Abkühlung im Brunnen

Wir haben uns dann spontan entschlossen, die Etappe um 30 km zu kürzen und stattdessen den nächsten Waldcampingplatz anzusteuern. Wieder gab es einen Badesee und sogar frisch gezapftes Bier in der Schenke am Platz. Wieder war kaum etwas los (außer Schützenfestvorbereitungen?!), wir hatten aber unsere Ruhe. Zeit für Lichtkunst und den Schleicher von Kirsten zu flicken.

Langzeitbelichtung der GoPro + Akkurücklicht = Kunst?
Stage 3

Stage 4

Endspurt nach Bremen: Der Wind kam am vierten Tag tatsächlich wieder günstiger, wir haben es früh auf die Räder geschafft und rollten flüssig gen Weserwehr. Die neu geplante Route mit den 30 eingesparten Kilometern vom Vortag verlief etwas mehr abseits der großen Landstraßen (der Tourenvorschlag von BBB ist eher auf Schnelligkeit als auf idyllische Wege ausgelegt), sodass wir entspannt in den Tag starten konnten. Gegen Nachmittag kamen wir dann an die Weser und immer weiter Richtung Wehr. Dort gab es dann das Zielfoto und ein Siegerbier.

Zielfoto am Weserehr nach 522 Kilometern

Wir haben es geschafft: Mit dem Lastenrad von Bremen zum Brocken und zurück. In 4 Tagen genau 24 Stunden und 12 Minuten im Sattel gesessen. Dabei 522,6 km gefahren und 2.624 Höhenmeter bezwungen. In Summe einen Schnitt von 21,6 km/h.

Und nochmal zum Thema Glück mit dem Wetter: Genau 1 Minute nach dem Zielfoto fing es so heftig an zu regnen, dass wir die letzten 8 Kilometer bis zum Campingplatz nochmal einen richtig nassen Arsch bekommen haben.

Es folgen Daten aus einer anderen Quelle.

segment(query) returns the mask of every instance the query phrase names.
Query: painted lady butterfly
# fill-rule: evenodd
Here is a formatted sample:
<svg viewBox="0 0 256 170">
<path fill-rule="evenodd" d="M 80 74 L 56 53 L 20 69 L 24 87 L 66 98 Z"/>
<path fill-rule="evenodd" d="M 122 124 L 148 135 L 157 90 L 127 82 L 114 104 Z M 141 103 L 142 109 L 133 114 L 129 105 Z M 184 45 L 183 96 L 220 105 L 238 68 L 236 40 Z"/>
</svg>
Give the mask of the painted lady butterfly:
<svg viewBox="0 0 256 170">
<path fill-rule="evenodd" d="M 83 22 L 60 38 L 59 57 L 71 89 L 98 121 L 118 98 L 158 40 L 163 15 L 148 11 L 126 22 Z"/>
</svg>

Regen auf den letzten Metern
Stage 4
Keine Tour ohne Spokecard!

Unterm Strich war das Ganze eine wohl ziemlich verrückte aber auch ziemlich geile Aktion. Danke an Jannis und Karl für die Tour und Danke an Kirsten, Christoph, Sofia und Jens, die bekloppt genug sind, auf meine Idee einzusteigen, das Ding mit Lastenrädern zu fahren. Ich habe meine Tasche übrigens nicht gewogen, schätze aber, dass sie ~15kg gewogen hat. Plus Rad mit 22kg und mir (~70 kg) komme ich auf ein Systemgewicht von über 100kg die ich den Gipfel raufgetreten habe. Ob ich nochmal zum Brocken will? Klar, aber dann nehme ich diese Dampflock!

Abschließend fassen es die Worte auf der Homepage von BBB ganz gut zusammen:

Die Natur als Herausforderung und Spielwiese.
Der schmale Grat zwischen Ambition und Wahnsinn. Mit Freunden mittendrin.

BremeN – Brocken – Bremen

Bewegtbild gibt es von der Tour hier:

PS: Sofia ist nach der Tour auch den Rückweg nach Kiel noch mit dem Rad gefahren und hatte am Ende in 8 Tagen 1.006 km auf der Uhr und hat den Schnitt noch auf 23 km/h gepusht. Also wenn noch jemand eine transkontinental-Fahrradkurierin sucht, meldet euch bei Sofia.